Investigators found no dead fish at the Bethlehem Church Road bridge over Killetts Creek and noted in a picture showing the McNeil Street Pump Station "appears to be for stormwater runoff from the sewer line right away to the other side of the drainage to the stream." The report says there did not appear to be flow from the pipe at the time of the visit. However, staff collected a sample from the stream located nearby on N.C. 22 at Killets Creek, the report said.
"The town's effluent outfall pipe was located, and there did not appear to be a flow at the time of our investigation," Henson said. "Staff took samples upstream (approximately 25 feet) and downstream from this pipe. The town was not notified of our site visit until staff reached the lagoon for access. Samples were also taken of the No. 2 lagoon, which would have the direct potential to discharge to Killets Creek."
Fecal coliform results indicated a slight elevation downstream of the lagoons' outfall, and DENR recommended Carthage close the manhole closest to the lagoon that would contain any discharge if one did occur, but by the time DENR contacted the town Aug. 6 with their results, that manhole had already been concreted, the report said.
That same day Henson contacted Prevost and Patrick.

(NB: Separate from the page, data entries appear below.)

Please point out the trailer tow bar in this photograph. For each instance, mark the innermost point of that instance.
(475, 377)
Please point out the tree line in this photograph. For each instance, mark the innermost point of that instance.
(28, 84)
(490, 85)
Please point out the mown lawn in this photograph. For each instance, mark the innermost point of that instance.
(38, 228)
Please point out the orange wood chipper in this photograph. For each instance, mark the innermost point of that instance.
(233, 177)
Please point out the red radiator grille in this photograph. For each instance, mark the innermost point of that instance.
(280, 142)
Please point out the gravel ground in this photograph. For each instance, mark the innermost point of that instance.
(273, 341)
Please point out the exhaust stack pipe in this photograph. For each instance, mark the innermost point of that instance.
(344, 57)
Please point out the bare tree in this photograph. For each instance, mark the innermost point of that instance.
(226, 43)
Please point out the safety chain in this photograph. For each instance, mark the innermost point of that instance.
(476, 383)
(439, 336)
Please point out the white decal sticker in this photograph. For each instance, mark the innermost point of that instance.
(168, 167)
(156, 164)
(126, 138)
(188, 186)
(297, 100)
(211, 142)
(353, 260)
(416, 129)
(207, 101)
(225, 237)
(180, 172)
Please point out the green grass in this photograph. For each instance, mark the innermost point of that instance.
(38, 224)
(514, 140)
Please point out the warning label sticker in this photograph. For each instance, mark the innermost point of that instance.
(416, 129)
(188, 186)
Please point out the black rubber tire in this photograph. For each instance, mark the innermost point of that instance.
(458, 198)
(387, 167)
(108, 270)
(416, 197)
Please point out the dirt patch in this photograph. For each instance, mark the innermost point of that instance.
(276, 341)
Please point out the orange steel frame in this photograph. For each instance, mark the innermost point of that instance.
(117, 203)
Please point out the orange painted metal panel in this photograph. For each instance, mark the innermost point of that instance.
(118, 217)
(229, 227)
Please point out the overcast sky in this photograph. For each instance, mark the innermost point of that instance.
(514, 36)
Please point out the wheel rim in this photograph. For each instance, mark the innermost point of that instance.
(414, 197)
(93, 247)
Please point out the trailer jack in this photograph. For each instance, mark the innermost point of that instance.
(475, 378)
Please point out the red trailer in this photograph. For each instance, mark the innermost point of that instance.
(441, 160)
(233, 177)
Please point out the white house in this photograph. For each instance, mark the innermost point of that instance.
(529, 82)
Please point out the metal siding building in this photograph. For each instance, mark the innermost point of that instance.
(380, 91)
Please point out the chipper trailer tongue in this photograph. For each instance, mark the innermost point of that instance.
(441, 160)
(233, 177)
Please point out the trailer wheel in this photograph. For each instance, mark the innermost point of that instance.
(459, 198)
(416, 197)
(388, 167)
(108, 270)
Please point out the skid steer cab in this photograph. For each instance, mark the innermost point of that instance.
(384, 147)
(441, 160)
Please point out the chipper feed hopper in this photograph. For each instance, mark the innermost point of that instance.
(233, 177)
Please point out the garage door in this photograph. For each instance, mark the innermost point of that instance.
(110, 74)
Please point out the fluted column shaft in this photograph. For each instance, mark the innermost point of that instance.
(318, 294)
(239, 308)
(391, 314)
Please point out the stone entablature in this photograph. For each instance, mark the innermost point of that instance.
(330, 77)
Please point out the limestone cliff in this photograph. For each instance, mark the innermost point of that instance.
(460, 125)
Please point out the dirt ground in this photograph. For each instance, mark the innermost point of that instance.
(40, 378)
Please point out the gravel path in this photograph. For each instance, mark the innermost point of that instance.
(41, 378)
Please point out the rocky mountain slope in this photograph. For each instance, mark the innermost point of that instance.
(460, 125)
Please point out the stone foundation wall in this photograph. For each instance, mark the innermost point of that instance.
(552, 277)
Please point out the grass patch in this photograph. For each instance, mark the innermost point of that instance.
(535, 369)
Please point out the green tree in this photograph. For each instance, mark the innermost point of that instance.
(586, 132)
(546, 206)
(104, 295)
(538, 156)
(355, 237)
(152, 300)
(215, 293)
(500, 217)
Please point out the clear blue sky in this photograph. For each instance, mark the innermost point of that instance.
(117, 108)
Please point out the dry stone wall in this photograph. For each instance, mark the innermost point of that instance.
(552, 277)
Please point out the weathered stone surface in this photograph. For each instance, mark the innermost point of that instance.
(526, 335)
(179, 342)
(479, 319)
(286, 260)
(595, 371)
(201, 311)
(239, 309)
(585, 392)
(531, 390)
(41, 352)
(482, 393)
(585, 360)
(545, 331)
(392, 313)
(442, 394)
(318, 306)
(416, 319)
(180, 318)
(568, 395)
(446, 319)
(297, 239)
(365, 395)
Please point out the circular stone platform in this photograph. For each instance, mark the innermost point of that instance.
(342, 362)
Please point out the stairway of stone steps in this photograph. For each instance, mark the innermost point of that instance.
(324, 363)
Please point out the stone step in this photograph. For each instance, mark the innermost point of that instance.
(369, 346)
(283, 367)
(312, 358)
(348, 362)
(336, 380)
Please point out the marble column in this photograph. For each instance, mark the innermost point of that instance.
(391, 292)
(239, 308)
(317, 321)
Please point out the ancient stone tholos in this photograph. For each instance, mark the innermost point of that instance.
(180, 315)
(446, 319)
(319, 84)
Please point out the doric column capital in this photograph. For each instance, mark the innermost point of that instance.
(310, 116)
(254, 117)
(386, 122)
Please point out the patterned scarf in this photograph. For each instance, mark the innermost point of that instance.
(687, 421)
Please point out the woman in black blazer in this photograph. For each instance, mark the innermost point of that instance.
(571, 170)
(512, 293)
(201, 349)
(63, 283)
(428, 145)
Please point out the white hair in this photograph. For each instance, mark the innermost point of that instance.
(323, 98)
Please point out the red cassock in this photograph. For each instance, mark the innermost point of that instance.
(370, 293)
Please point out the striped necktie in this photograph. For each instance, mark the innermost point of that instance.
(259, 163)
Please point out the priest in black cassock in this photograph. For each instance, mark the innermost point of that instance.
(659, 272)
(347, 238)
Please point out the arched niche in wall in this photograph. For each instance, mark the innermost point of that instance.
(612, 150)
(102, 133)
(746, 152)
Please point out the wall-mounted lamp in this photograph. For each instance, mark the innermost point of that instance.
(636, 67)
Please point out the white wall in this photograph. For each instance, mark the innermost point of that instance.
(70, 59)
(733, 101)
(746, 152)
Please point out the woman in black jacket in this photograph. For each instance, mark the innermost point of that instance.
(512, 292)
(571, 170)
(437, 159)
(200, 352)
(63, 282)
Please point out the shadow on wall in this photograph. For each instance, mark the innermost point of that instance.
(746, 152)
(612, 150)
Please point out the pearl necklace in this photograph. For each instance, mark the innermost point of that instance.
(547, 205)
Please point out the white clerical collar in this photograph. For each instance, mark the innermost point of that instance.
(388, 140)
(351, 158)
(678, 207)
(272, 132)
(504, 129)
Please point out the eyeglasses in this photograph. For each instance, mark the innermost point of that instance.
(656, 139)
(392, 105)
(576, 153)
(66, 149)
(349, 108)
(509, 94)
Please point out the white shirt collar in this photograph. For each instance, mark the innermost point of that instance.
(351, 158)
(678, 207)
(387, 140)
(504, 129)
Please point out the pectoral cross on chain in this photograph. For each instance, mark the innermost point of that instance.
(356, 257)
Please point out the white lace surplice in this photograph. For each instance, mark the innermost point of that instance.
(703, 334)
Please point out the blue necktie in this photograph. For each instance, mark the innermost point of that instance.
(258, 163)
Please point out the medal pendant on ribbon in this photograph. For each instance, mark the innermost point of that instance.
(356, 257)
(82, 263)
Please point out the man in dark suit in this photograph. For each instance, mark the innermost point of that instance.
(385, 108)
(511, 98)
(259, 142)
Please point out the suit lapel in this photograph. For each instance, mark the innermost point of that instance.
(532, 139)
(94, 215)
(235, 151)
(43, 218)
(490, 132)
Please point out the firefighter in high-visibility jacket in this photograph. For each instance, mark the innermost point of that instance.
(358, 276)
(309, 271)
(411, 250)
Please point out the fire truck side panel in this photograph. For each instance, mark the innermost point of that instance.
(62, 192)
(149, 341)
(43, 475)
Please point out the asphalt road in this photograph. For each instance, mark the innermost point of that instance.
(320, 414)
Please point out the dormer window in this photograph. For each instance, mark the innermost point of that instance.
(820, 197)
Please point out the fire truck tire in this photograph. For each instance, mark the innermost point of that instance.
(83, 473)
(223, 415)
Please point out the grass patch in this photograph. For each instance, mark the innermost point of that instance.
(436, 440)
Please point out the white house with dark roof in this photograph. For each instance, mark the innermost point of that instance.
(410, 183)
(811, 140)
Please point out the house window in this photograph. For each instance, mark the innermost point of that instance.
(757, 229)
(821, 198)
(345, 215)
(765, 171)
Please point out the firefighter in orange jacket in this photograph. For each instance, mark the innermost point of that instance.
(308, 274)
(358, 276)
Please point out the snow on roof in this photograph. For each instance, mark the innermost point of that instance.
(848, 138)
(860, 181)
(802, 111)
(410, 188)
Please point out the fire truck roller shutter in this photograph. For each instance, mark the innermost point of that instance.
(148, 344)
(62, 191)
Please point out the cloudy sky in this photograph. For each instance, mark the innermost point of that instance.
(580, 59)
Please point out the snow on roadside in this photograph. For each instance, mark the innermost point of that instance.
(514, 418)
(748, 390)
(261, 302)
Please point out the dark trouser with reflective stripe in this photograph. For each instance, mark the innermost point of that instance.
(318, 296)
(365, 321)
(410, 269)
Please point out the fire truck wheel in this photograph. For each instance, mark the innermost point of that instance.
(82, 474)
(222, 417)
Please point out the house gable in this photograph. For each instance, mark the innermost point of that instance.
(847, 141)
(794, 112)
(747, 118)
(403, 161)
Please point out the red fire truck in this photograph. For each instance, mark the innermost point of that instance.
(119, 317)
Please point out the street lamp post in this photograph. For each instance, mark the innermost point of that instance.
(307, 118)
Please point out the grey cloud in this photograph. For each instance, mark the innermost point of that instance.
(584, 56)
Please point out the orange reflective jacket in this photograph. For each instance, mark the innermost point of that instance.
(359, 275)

She explained to them that the amount of fecal material found is a natural occurrence in streams, creeks and rivers from animals.
"Fecal coliform is a type of bacteria from warm-blooded animals," Henson said she told them. "We explained our results were indicative of what we see in our water bodies."
While the water downstream from the town lagoon was slightly elevated, Henson's reports says DENR could not conclude that the elevated result was from the lagoon.
"We explained what the town had done by completing the recommendation of concreting the manhole that would flow to the outfall," Henson said. "We plan to complete a follow-up visit to the sites noted."